Now that there’s a pandemic, Dr. Price is concerned the disparity between black and brown students and their counterparts will only increase.
"So it’s like, we’re already at a deficit, in terms of underserved, underrepresented, at risk homeless, and foster students, they were already not at the levels they need to be, this is going to make it more," she said.
The National College Resources Foundation is adapting to the times, shifting all expos online. But now, Dr. Price’s Foundation is filling a new need. Many students are reaching out, homeless and hungry without a campus to live at.
"So we had a lot of students who didn’t have anywhere to go, they didn’t have any food, they just didn’t know what to do," she said.
Dr. Price and her staff have been sending those students money for plane tickets, food and computers to continue learning online.
She says her organization will answer the phone for any student who calls with any need.

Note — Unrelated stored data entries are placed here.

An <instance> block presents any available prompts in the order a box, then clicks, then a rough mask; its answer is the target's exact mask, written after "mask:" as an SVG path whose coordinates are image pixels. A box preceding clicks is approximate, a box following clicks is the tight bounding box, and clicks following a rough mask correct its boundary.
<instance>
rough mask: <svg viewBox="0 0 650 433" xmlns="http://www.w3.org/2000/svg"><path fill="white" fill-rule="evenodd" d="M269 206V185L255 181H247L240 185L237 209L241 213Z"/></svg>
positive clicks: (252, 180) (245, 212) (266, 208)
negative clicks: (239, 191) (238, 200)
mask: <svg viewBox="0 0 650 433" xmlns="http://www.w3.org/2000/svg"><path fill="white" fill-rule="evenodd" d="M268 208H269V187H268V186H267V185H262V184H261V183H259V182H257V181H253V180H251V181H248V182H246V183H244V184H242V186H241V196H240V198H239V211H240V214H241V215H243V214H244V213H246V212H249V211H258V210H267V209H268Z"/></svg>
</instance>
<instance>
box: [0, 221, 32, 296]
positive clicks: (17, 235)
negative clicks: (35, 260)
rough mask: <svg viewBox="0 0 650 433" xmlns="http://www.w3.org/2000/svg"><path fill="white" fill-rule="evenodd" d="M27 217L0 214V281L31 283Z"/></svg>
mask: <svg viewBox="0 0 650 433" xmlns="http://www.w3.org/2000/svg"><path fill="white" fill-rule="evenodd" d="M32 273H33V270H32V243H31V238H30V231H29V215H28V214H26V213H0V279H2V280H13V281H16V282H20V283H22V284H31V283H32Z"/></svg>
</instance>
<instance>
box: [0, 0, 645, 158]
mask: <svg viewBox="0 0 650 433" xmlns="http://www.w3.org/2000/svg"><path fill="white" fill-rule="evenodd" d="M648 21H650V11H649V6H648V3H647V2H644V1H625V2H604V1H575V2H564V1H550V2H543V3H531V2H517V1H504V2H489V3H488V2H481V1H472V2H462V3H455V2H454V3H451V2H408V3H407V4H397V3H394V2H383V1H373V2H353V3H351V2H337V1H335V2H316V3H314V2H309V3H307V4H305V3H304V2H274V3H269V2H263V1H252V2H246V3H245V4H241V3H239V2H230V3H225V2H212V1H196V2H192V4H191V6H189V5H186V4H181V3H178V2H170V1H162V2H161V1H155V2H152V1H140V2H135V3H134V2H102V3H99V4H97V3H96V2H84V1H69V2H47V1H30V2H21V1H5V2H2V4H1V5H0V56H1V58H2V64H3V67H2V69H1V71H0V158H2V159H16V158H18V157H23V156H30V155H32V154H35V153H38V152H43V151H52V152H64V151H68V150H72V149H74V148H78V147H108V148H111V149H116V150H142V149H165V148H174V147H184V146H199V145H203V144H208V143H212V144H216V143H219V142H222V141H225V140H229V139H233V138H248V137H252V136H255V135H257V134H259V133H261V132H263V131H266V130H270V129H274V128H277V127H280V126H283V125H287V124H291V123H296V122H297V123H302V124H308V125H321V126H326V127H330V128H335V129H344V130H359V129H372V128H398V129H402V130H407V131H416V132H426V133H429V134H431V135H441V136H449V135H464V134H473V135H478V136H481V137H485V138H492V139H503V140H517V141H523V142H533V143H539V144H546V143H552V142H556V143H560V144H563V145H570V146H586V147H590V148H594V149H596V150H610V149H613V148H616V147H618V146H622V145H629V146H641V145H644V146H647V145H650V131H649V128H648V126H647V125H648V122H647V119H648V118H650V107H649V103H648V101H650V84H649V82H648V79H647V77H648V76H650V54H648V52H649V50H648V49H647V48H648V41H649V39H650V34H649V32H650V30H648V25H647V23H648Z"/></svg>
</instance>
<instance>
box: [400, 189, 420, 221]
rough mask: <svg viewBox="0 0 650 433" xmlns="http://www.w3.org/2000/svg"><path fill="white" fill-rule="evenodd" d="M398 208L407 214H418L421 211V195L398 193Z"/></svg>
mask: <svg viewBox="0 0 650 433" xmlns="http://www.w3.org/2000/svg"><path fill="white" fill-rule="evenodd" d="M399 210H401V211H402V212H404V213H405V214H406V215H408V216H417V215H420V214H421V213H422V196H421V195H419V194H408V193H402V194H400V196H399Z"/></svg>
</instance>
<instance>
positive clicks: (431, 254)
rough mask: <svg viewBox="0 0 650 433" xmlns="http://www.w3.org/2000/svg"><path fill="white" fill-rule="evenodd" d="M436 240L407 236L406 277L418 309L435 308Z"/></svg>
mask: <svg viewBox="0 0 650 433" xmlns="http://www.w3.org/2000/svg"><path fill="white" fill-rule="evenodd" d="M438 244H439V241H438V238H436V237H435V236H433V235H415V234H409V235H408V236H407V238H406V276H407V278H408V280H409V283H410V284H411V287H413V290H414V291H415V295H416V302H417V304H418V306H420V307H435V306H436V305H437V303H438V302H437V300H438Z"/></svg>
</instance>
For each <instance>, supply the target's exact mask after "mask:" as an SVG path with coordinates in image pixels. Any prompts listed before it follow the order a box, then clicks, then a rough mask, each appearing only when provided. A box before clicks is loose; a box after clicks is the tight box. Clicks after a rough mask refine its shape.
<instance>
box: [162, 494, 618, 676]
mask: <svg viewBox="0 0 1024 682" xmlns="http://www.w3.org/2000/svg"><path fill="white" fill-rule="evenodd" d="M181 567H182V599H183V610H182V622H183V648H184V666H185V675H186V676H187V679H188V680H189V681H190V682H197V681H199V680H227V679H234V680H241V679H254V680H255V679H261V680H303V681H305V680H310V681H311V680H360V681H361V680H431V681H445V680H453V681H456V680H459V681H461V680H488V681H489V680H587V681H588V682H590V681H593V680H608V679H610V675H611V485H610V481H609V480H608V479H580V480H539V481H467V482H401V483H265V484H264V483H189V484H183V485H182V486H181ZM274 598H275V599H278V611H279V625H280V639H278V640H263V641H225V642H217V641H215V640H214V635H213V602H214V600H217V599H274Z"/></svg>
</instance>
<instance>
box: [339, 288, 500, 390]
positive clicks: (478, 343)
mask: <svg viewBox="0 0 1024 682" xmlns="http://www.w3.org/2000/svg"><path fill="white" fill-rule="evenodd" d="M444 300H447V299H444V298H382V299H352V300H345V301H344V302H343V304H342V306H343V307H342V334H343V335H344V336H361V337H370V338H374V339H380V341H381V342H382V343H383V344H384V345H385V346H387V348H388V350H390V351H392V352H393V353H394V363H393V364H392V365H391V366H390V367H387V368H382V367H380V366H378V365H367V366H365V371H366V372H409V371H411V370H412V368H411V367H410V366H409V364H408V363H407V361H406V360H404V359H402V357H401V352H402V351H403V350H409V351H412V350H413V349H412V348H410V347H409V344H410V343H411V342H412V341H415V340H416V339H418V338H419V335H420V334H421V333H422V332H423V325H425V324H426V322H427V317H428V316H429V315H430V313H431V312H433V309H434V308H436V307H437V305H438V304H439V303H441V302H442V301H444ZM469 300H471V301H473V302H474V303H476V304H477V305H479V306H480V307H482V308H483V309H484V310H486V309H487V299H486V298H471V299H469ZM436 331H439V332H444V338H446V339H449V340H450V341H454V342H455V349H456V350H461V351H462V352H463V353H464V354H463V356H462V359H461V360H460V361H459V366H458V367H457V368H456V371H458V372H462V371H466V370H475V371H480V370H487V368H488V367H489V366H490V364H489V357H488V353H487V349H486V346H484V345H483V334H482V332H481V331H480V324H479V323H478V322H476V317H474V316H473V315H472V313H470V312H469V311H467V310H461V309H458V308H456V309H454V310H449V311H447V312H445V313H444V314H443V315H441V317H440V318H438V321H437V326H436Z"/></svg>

Crystal Westbrooks says the call they answered for her is what led her to a four-year university.
"I came here and I asked them like, 'what are my options?' They helped me apply, found a scholarship for me and my best friend and that was it from there," Westbrooks said.
Now that she’s graduated, she came right back, ready to show students the same guidance Dr. Price showed her.
"It’ll be the best experience you have," she tells students.
Dr. Price says she just wants everyone to have an equal opportunity.
“I never want a student to feel like they can’t do it and that’s why we always have an answer for whatever they’re going through, for whatever they have," she explained.
Empowering, educating and engaging students to college, careers, and beyond.